Les mouvements d’opposition prônent une gestion plus sociale de l’eau dans le Nordeste brésilien
·Le grand projet de détournement du fleuve San Francisco, au Brésil, est contesté par les mouvements sociaux
Invité par le Comité catholique contre la faim (CCFD), le Brésilien Lenivaldo Marqués a animé une conférence-débat voilà quinze jours à Euskal Herriko Laborantza Ganbara. Il y a présenté sa position contre un projet de déviation de fleuve de 2 000 km qui se situerait dans la région nord-est de ce pays latino-américain.
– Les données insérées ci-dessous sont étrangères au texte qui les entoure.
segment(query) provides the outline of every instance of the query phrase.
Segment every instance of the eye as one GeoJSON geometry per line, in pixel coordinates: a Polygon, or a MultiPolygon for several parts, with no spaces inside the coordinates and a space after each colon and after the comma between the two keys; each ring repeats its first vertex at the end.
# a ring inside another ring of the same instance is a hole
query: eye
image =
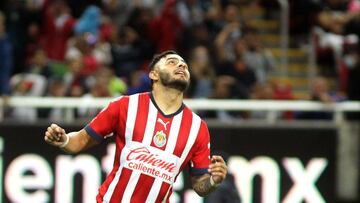
{"type": "Polygon", "coordinates": [[[176,65],[176,64],[178,64],[179,63],[179,59],[169,59],[168,61],[167,61],[167,64],[168,65],[176,65]]]}

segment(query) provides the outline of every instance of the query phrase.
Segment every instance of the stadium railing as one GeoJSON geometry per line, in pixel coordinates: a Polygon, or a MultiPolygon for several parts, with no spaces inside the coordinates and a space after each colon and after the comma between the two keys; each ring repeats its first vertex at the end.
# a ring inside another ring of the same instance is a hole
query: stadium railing
{"type": "MultiPolygon", "coordinates": [[[[3,97],[0,98],[0,121],[4,120],[6,108],[64,108],[65,122],[74,120],[73,111],[77,108],[103,108],[113,98],[59,98],[59,97],[3,97]]],[[[285,111],[333,112],[333,121],[341,122],[345,112],[360,112],[359,101],[344,101],[339,103],[321,103],[315,101],[291,100],[232,100],[232,99],[185,99],[184,103],[192,110],[226,110],[226,111],[262,111],[267,122],[279,119],[278,113],[285,111]]]]}

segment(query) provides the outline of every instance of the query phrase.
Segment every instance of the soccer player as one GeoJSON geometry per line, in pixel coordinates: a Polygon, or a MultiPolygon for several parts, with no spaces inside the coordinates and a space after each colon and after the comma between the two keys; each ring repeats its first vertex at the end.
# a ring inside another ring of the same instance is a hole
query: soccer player
{"type": "Polygon", "coordinates": [[[206,196],[227,174],[221,156],[210,157],[206,123],[183,103],[190,73],[174,51],[155,55],[149,65],[152,91],[110,102],[84,129],[66,133],[56,124],[45,141],[68,153],[115,136],[111,173],[97,202],[169,202],[176,177],[190,164],[193,189],[206,196]]]}

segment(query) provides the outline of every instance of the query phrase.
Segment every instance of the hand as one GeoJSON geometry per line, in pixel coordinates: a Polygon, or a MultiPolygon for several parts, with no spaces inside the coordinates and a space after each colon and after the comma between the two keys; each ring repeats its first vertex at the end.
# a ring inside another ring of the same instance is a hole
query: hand
{"type": "Polygon", "coordinates": [[[68,137],[65,130],[56,124],[51,124],[47,128],[44,136],[45,142],[56,147],[60,147],[67,139],[68,137]]]}
{"type": "Polygon", "coordinates": [[[227,166],[221,156],[212,156],[211,164],[209,166],[209,173],[212,176],[215,184],[220,184],[226,177],[227,166]]]}

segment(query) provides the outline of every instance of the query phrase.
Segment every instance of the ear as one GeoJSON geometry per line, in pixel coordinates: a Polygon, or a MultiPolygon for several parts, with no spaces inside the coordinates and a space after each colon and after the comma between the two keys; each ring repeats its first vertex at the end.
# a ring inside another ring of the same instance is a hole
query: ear
{"type": "Polygon", "coordinates": [[[157,80],[159,80],[159,73],[156,70],[152,70],[149,73],[149,78],[151,80],[157,81],[157,80]]]}

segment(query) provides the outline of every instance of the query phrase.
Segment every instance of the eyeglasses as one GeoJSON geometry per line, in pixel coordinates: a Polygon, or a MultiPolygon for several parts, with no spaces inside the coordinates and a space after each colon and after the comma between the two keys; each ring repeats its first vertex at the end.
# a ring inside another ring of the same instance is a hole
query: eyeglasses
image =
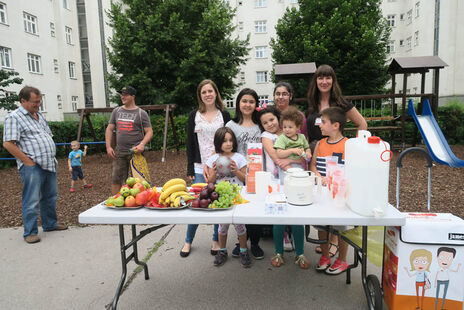
{"type": "Polygon", "coordinates": [[[275,97],[288,97],[290,96],[289,93],[275,93],[274,94],[275,97]]]}

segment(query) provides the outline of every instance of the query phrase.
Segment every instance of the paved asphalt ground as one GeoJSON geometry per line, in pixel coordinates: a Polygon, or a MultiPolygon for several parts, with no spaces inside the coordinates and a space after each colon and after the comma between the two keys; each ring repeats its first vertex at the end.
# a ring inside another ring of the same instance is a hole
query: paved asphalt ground
{"type": "MultiPolygon", "coordinates": [[[[190,256],[181,258],[185,230],[184,225],[167,226],[139,242],[150,279],[136,273],[131,262],[132,279],[118,309],[367,309],[360,268],[353,270],[350,285],[344,274],[317,273],[313,244],[305,244],[309,270],[293,263],[294,253],[285,253],[282,267],[272,267],[271,239],[261,242],[265,258],[253,259],[249,269],[230,255],[224,266],[214,267],[212,226],[200,225],[190,256]]],[[[112,302],[121,275],[117,226],[40,229],[42,241],[32,245],[22,233],[22,227],[0,229],[0,309],[105,309],[112,302]]],[[[235,240],[231,226],[229,252],[235,240]]],[[[380,268],[370,265],[368,273],[380,277],[380,268]]]]}

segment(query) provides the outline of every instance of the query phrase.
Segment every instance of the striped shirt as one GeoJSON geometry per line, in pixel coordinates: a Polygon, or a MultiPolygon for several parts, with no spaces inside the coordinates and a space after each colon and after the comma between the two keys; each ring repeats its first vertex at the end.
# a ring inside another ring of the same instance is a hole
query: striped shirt
{"type": "Polygon", "coordinates": [[[336,156],[338,157],[339,165],[345,164],[345,142],[348,138],[345,137],[335,143],[329,143],[327,139],[328,138],[324,138],[319,141],[317,154],[315,154],[316,168],[322,177],[325,177],[327,174],[327,156],[336,156]]]}
{"type": "MultiPolygon", "coordinates": [[[[47,121],[39,112],[37,121],[22,106],[8,114],[3,126],[3,141],[16,141],[19,149],[42,169],[56,172],[56,147],[47,121]]],[[[24,164],[16,159],[18,169],[24,164]]]]}

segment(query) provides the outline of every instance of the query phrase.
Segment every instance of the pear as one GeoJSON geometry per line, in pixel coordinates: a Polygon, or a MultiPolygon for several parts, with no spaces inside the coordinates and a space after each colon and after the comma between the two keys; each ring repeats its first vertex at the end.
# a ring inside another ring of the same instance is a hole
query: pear
{"type": "Polygon", "coordinates": [[[119,196],[113,200],[113,203],[116,207],[123,207],[124,206],[124,197],[119,196]]]}

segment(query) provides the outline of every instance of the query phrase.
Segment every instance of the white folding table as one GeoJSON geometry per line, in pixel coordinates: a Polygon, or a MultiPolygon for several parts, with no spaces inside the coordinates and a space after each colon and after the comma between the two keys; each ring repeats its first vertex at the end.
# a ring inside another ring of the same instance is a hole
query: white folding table
{"type": "MultiPolygon", "coordinates": [[[[126,280],[127,264],[134,262],[143,266],[145,279],[149,279],[147,265],[138,259],[137,242],[147,234],[170,224],[279,224],[279,225],[352,225],[362,226],[362,246],[359,247],[349,242],[355,248],[355,263],[350,269],[361,262],[361,276],[369,309],[381,309],[382,295],[380,284],[376,276],[366,276],[367,263],[367,227],[368,226],[403,226],[406,223],[405,216],[396,208],[389,205],[385,216],[381,218],[364,217],[353,213],[346,207],[339,207],[330,200],[324,189],[319,201],[309,206],[287,206],[282,214],[266,214],[263,199],[256,195],[243,193],[243,197],[249,203],[236,205],[230,210],[198,211],[190,209],[182,210],[148,210],[145,208],[135,210],[115,210],[107,208],[100,203],[87,211],[79,214],[79,222],[82,224],[115,224],[119,225],[119,238],[121,247],[122,274],[113,299],[112,309],[116,309],[121,290],[126,280]],[[137,234],[136,225],[156,225],[146,228],[137,234]],[[124,237],[124,225],[131,225],[132,240],[127,244],[124,237]],[[126,251],[132,248],[132,253],[126,251]],[[380,294],[380,295],[379,295],[380,294]],[[380,308],[379,308],[380,307],[380,308]]],[[[349,269],[349,270],[350,270],[349,269]]],[[[349,283],[350,271],[347,272],[349,283]]]]}

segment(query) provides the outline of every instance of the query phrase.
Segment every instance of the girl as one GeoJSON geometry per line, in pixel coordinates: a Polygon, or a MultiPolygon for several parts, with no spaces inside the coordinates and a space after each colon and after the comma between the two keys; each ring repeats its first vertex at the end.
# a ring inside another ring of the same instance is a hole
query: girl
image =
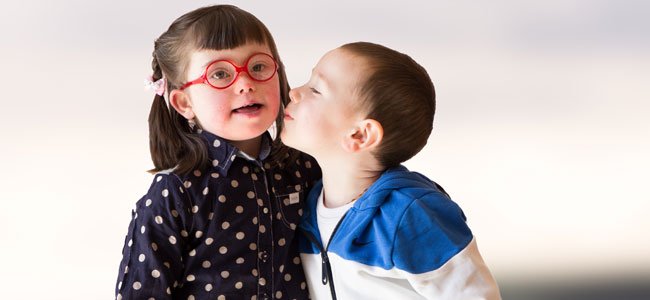
{"type": "Polygon", "coordinates": [[[294,235],[320,169],[267,133],[288,102],[271,34],[237,7],[200,8],[155,41],[152,67],[157,174],[132,213],[117,299],[306,299],[294,235]]]}
{"type": "Polygon", "coordinates": [[[312,299],[500,299],[460,207],[400,165],[433,125],[424,68],[380,45],[347,44],[290,96],[282,140],[323,168],[300,224],[312,299]]]}

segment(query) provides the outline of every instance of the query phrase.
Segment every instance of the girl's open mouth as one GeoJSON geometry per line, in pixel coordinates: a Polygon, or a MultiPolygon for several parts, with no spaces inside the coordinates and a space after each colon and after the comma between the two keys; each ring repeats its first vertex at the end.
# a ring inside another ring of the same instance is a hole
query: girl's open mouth
{"type": "Polygon", "coordinates": [[[257,112],[258,110],[260,110],[260,108],[262,108],[262,104],[253,103],[253,104],[249,104],[249,105],[246,105],[246,106],[242,106],[240,108],[233,109],[233,112],[242,113],[242,114],[250,114],[250,113],[257,112]]]}

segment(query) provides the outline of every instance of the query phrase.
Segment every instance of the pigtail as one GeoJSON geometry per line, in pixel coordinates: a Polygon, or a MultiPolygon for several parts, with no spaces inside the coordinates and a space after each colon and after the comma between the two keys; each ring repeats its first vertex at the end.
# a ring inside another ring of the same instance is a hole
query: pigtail
{"type": "MultiPolygon", "coordinates": [[[[155,52],[151,67],[153,80],[163,77],[155,52]]],[[[167,90],[174,87],[171,81],[167,84],[167,90]]],[[[209,163],[205,142],[160,95],[154,96],[149,112],[149,151],[154,164],[149,171],[152,173],[173,168],[174,173],[183,175],[204,169],[209,163]]]]}
{"type": "MultiPolygon", "coordinates": [[[[161,79],[163,74],[155,54],[151,67],[153,81],[161,79]]],[[[175,167],[181,148],[180,137],[174,128],[167,102],[163,96],[156,94],[149,112],[149,151],[154,165],[150,172],[175,167]]]]}
{"type": "Polygon", "coordinates": [[[187,119],[175,109],[170,109],[174,128],[178,130],[181,149],[174,173],[185,175],[194,170],[206,170],[210,166],[206,142],[190,127],[187,119]]]}

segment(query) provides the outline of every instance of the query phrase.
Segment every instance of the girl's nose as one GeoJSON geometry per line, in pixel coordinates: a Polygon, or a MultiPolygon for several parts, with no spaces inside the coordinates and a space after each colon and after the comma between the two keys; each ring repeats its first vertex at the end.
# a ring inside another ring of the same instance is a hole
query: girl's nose
{"type": "Polygon", "coordinates": [[[255,90],[255,83],[248,73],[242,72],[235,78],[235,88],[238,94],[250,93],[255,90]]]}

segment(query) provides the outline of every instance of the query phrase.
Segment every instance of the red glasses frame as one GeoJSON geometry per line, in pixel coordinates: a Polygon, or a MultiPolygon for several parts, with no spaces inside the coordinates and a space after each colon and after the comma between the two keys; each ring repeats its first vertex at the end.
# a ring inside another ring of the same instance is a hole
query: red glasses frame
{"type": "Polygon", "coordinates": [[[234,62],[232,62],[232,61],[230,61],[230,60],[227,60],[227,59],[217,59],[217,60],[215,60],[215,61],[210,62],[210,63],[208,64],[208,66],[205,67],[205,71],[203,71],[203,75],[201,75],[201,77],[199,77],[199,78],[197,78],[197,79],[194,79],[194,80],[192,80],[192,81],[190,81],[190,82],[184,84],[183,86],[181,86],[181,87],[179,88],[179,90],[182,91],[182,90],[188,88],[188,87],[191,86],[191,85],[194,85],[194,84],[200,84],[200,83],[205,83],[205,84],[211,86],[212,88],[215,88],[215,89],[218,89],[218,90],[227,89],[227,88],[229,88],[231,85],[233,85],[233,84],[235,83],[235,81],[237,81],[237,79],[239,79],[239,74],[242,73],[242,72],[248,74],[248,78],[250,78],[250,79],[253,80],[253,81],[257,81],[257,82],[266,82],[266,81],[271,80],[271,78],[273,78],[273,76],[275,76],[275,74],[278,72],[278,63],[275,61],[275,58],[273,58],[273,56],[271,56],[271,55],[269,55],[269,54],[267,54],[267,53],[263,53],[263,52],[258,52],[258,53],[253,53],[253,54],[251,54],[251,56],[249,56],[248,59],[246,59],[246,63],[244,63],[244,65],[241,66],[241,67],[238,66],[238,65],[236,65],[234,62]],[[271,60],[273,61],[273,64],[274,64],[273,74],[271,74],[271,76],[269,76],[268,79],[264,79],[264,80],[258,80],[258,79],[255,79],[253,76],[251,76],[250,73],[248,73],[248,63],[250,62],[251,58],[253,58],[253,57],[256,56],[256,55],[260,55],[260,54],[261,54],[261,55],[266,55],[266,56],[270,57],[271,60]],[[210,81],[208,80],[208,70],[209,70],[210,67],[211,67],[212,65],[214,65],[215,63],[222,62],[222,61],[225,61],[225,62],[231,64],[233,67],[235,67],[235,71],[237,72],[237,74],[235,75],[235,78],[233,78],[232,82],[230,82],[227,86],[224,86],[224,87],[216,87],[216,86],[212,85],[212,84],[210,83],[210,81]]]}

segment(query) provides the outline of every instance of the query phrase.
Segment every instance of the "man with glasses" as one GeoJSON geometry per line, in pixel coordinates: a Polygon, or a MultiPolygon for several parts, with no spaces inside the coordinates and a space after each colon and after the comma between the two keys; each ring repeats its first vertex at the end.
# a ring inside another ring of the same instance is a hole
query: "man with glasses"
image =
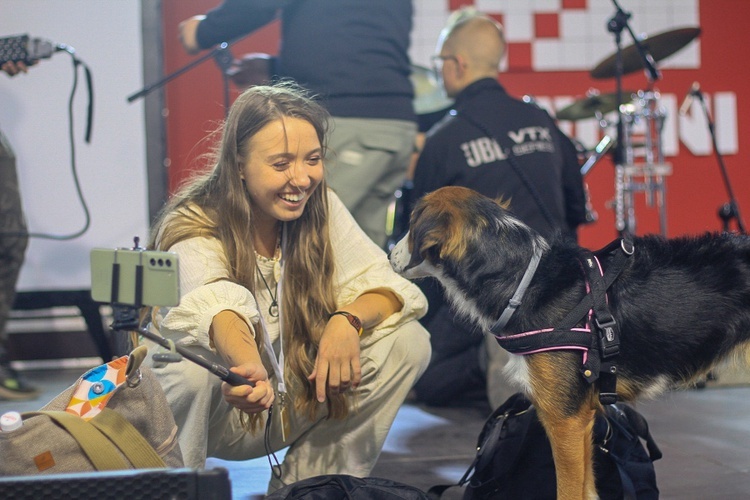
{"type": "MultiPolygon", "coordinates": [[[[547,112],[511,97],[498,82],[505,51],[502,26],[475,11],[457,11],[441,33],[432,63],[455,105],[427,133],[411,199],[465,186],[510,201],[511,211],[545,237],[576,238],[585,195],[575,146],[547,112]]],[[[502,375],[507,353],[455,318],[434,280],[420,286],[430,302],[422,324],[433,357],[415,386],[417,399],[433,405],[489,399],[497,407],[515,392],[502,375]]]]}

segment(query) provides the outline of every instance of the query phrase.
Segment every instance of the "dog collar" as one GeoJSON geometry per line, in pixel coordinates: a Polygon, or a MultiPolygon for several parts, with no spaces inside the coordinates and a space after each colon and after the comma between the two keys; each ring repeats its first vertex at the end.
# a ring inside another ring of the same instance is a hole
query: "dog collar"
{"type": "Polygon", "coordinates": [[[539,265],[539,261],[542,259],[542,249],[539,248],[538,245],[534,245],[534,255],[531,256],[531,260],[529,261],[529,265],[526,267],[526,272],[523,273],[523,278],[521,278],[521,282],[518,284],[518,288],[516,288],[516,292],[513,294],[513,297],[510,298],[510,301],[508,301],[508,305],[505,307],[505,310],[500,315],[500,319],[495,321],[495,324],[490,327],[490,333],[494,335],[498,335],[503,331],[503,328],[505,328],[505,325],[508,324],[508,321],[510,321],[511,316],[513,316],[513,313],[516,312],[516,309],[518,309],[518,306],[521,305],[521,301],[523,300],[523,296],[526,293],[526,289],[529,288],[529,284],[531,283],[531,280],[534,278],[534,273],[536,272],[536,268],[539,265]]]}

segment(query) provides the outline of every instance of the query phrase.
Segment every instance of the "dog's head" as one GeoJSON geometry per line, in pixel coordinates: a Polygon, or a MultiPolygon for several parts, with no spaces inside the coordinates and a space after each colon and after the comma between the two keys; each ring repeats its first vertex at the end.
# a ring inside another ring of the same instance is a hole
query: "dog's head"
{"type": "MultiPolygon", "coordinates": [[[[409,232],[391,251],[393,269],[406,278],[439,277],[446,265],[466,262],[467,254],[493,254],[506,246],[530,248],[534,231],[498,201],[458,186],[425,195],[411,214],[409,232]]],[[[497,255],[497,258],[501,258],[497,255]]]]}

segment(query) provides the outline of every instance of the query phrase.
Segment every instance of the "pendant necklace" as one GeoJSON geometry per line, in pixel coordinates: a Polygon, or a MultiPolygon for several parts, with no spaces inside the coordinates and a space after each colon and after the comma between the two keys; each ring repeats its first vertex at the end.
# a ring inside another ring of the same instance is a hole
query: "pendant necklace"
{"type": "MultiPolygon", "coordinates": [[[[276,236],[276,251],[274,252],[274,258],[281,258],[280,255],[281,252],[281,227],[279,227],[279,232],[276,236]]],[[[257,252],[255,253],[256,257],[261,257],[257,252]]],[[[265,285],[266,290],[268,290],[268,294],[271,296],[271,305],[268,306],[268,314],[270,314],[274,318],[279,317],[279,288],[276,287],[276,293],[273,293],[271,291],[271,287],[268,286],[268,282],[266,281],[266,277],[263,276],[263,273],[260,271],[260,268],[256,266],[255,270],[258,272],[258,276],[260,276],[260,279],[263,281],[263,285],[265,285]]],[[[276,278],[278,280],[278,277],[276,278]]]]}
{"type": "Polygon", "coordinates": [[[271,291],[271,287],[268,286],[268,282],[266,281],[266,278],[263,276],[263,273],[260,272],[260,268],[256,268],[256,270],[258,271],[258,276],[260,276],[260,279],[263,280],[263,284],[266,286],[266,290],[268,290],[268,294],[271,296],[271,305],[268,306],[268,314],[270,314],[274,318],[278,318],[279,317],[279,301],[277,299],[279,295],[279,290],[277,288],[276,293],[274,294],[271,291]]]}

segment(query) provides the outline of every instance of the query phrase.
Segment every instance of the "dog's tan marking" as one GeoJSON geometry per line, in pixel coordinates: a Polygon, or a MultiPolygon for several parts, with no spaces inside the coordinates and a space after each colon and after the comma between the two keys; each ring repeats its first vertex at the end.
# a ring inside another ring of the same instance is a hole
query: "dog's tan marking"
{"type": "Polygon", "coordinates": [[[414,234],[421,236],[417,242],[420,254],[429,248],[437,248],[442,260],[463,258],[467,243],[476,239],[489,223],[468,210],[473,197],[471,190],[456,188],[439,194],[433,192],[423,198],[419,214],[415,211],[412,216],[413,221],[423,225],[422,230],[413,228],[416,229],[414,234]]]}
{"type": "Polygon", "coordinates": [[[578,376],[569,370],[564,356],[541,353],[527,361],[534,406],[555,461],[557,498],[596,498],[592,432],[598,401],[591,391],[583,401],[560,400],[578,376]]]}

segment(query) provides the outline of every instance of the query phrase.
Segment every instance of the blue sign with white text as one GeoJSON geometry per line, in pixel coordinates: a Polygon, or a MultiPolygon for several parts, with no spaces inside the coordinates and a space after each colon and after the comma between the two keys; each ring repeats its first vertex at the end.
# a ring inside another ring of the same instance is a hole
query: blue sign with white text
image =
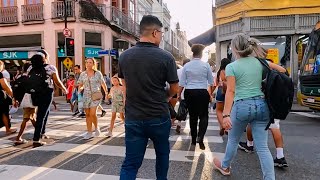
{"type": "Polygon", "coordinates": [[[3,51],[0,52],[0,59],[28,59],[28,51],[3,51]]]}
{"type": "Polygon", "coordinates": [[[101,48],[84,48],[84,56],[87,58],[90,57],[99,57],[99,51],[101,51],[101,48]]]}
{"type": "Polygon", "coordinates": [[[118,51],[115,49],[111,50],[101,50],[99,51],[99,55],[111,55],[111,56],[117,56],[118,51]],[[110,54],[109,54],[110,53],[110,54]]]}
{"type": "Polygon", "coordinates": [[[110,51],[110,55],[116,56],[116,55],[117,55],[117,50],[112,49],[112,50],[110,51]]]}
{"type": "Polygon", "coordinates": [[[109,55],[109,50],[101,50],[99,51],[99,55],[109,55]]]}

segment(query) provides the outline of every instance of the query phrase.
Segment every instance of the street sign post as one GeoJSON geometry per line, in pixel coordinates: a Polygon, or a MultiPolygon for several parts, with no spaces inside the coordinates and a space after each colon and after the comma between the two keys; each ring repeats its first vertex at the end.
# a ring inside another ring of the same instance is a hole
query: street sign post
{"type": "Polygon", "coordinates": [[[62,61],[63,65],[69,70],[72,66],[73,66],[73,62],[70,58],[65,58],[63,61],[62,61]]]}
{"type": "Polygon", "coordinates": [[[98,52],[100,56],[109,56],[110,77],[112,77],[112,58],[111,56],[117,56],[118,51],[116,49],[101,50],[98,52]]]}
{"type": "Polygon", "coordinates": [[[71,33],[70,29],[64,28],[63,35],[64,35],[64,37],[71,37],[72,33],[71,33]]]}

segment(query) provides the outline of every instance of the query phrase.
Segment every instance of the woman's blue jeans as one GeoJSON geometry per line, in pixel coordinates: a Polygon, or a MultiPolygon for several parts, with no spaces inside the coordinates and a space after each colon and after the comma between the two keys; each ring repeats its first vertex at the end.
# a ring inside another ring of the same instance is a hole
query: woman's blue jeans
{"type": "Polygon", "coordinates": [[[247,125],[250,124],[263,179],[275,180],[273,158],[268,148],[268,131],[265,130],[269,122],[269,109],[265,99],[253,97],[236,101],[232,107],[231,121],[232,129],[229,131],[222,167],[230,167],[232,159],[237,154],[240,138],[247,125]]]}

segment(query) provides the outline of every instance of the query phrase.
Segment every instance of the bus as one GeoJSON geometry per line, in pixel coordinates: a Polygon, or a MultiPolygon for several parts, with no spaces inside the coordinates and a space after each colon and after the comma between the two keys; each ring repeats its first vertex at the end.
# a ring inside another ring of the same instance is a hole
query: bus
{"type": "Polygon", "coordinates": [[[320,110],[320,21],[309,35],[299,69],[297,100],[302,106],[320,110]]]}

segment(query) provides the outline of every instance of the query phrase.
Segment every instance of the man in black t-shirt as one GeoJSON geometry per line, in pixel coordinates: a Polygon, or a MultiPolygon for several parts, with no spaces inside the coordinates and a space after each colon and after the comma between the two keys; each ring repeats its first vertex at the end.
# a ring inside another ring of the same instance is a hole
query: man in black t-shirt
{"type": "Polygon", "coordinates": [[[121,180],[136,178],[148,139],[156,150],[157,179],[167,179],[171,129],[167,100],[168,94],[172,97],[178,93],[179,80],[174,57],[159,48],[162,27],[157,17],[144,16],[140,22],[140,42],[119,58],[119,78],[126,88],[126,158],[121,180]],[[170,84],[168,90],[166,82],[170,84]]]}

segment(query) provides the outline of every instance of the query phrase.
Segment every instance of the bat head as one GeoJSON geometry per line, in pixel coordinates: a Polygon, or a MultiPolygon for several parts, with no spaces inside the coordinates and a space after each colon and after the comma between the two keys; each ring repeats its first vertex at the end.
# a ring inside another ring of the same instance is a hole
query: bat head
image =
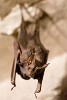
{"type": "Polygon", "coordinates": [[[44,67],[44,54],[41,48],[38,46],[36,48],[28,48],[24,50],[19,57],[20,61],[18,63],[21,76],[24,79],[36,78],[36,76],[41,73],[47,65],[44,67]]]}
{"type": "Polygon", "coordinates": [[[31,77],[32,71],[35,68],[34,49],[24,50],[20,55],[20,71],[23,77],[31,77]]]}

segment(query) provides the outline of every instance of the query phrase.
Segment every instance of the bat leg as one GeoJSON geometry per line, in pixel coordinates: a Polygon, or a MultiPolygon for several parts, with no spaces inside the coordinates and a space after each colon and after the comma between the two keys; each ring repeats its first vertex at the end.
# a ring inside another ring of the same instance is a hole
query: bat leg
{"type": "Polygon", "coordinates": [[[40,82],[37,83],[37,88],[36,88],[35,93],[39,93],[41,91],[41,85],[42,84],[40,82]]]}
{"type": "Polygon", "coordinates": [[[38,78],[38,83],[37,83],[37,88],[36,88],[35,93],[39,93],[41,91],[43,75],[44,75],[44,70],[43,70],[43,73],[41,73],[40,77],[38,78]]]}
{"type": "Polygon", "coordinates": [[[36,88],[35,93],[39,93],[39,92],[41,91],[42,80],[43,80],[43,76],[44,76],[44,71],[45,71],[45,68],[46,68],[47,66],[48,66],[48,64],[45,64],[45,65],[44,65],[44,69],[41,69],[42,72],[41,72],[41,74],[39,74],[38,83],[37,83],[37,88],[36,88]]]}

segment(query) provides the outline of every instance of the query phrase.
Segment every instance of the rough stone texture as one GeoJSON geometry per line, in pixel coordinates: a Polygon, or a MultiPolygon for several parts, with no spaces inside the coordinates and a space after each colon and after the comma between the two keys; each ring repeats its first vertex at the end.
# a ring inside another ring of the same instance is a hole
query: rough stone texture
{"type": "Polygon", "coordinates": [[[0,16],[6,16],[16,4],[33,3],[37,0],[0,0],[0,16]],[[4,10],[5,9],[5,10],[4,10]]]}

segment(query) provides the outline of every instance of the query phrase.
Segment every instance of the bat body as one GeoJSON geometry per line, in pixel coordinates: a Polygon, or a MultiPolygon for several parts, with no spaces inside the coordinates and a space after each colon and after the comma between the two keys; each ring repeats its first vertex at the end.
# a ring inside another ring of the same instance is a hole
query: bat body
{"type": "Polygon", "coordinates": [[[21,32],[17,40],[14,41],[11,83],[16,86],[16,73],[25,80],[30,78],[37,79],[38,84],[35,93],[39,93],[41,91],[44,71],[48,66],[46,64],[48,52],[41,44],[38,25],[36,24],[36,29],[32,36],[27,34],[25,23],[21,24],[21,32]]]}

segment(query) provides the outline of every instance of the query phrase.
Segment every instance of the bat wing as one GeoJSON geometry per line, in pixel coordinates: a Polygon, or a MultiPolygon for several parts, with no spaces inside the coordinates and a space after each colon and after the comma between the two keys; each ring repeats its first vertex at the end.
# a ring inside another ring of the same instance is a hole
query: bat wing
{"type": "Polygon", "coordinates": [[[16,79],[16,61],[13,60],[12,70],[11,70],[11,83],[15,86],[16,79]]]}
{"type": "Polygon", "coordinates": [[[13,60],[13,65],[12,65],[12,70],[11,70],[11,83],[16,86],[15,84],[15,79],[16,79],[16,67],[17,67],[17,60],[19,56],[19,48],[18,48],[18,43],[17,41],[14,42],[14,60],[13,60]]]}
Après avoir présenté le contexte agricole et social du Brésil, il a témoigné de son travail au sein de l’Escola de formação Quilombo dos Palmares (EQUIP), soutenu par le CCFD, en faveur de l’éducation populaire et d’une gestion plus sociale de l’eau dans le Nordeste. Dans cette région semi-aride où la moitié de la population vit sous le seuil de pauvreté, le gouvernement projette de dévier le fleuve San Francisco pour amener l’eau dans des zones où sévit la sécheresse. Au Brésil, ce projet très coûteux ne fait pas l’unanimité.
Agrobusiness
Le président Lula affirme que la création d’un canal de près de 2000 km apportera de l’eau à douze millions de pauvres. "Pour nous, la pauvreté n’est pas due à la sécheresse mais au type de développement agricole encouragé par le gouvernement", explique Lenivaldo Marqués. "Au Brésil, le système agricole repose sur d’immenses propriétés terriennes, les latifundias, détenues par des multinationales.
On y pratique la monoculture de canne à sucre, de soja ou de café, des productions destinées à l’exportation, fortement consommatrices d’intrants chimiques et d’eau". Alors que l’agriculture familiale destinée à l’autoconsommation est en régression, la concentration foncière et la déforestation se sont accrues avec le développement des agrocarburants à base de canne à sucre. Des associations comme les Sans-Terres ou les travailleurs ruraux dénoncent la montée en puissance de cet "agrobusiness" qui met en péril la sécurité alimentaire du pays et menace l’environnement : déforestation, pollutions, épuisement des ressources... "Nous pensons que le projet de détournement du fleuve va profiter en priorité à l’agrobusiness, au détriment des populations locales", dénonce Lenivaldo Marquès.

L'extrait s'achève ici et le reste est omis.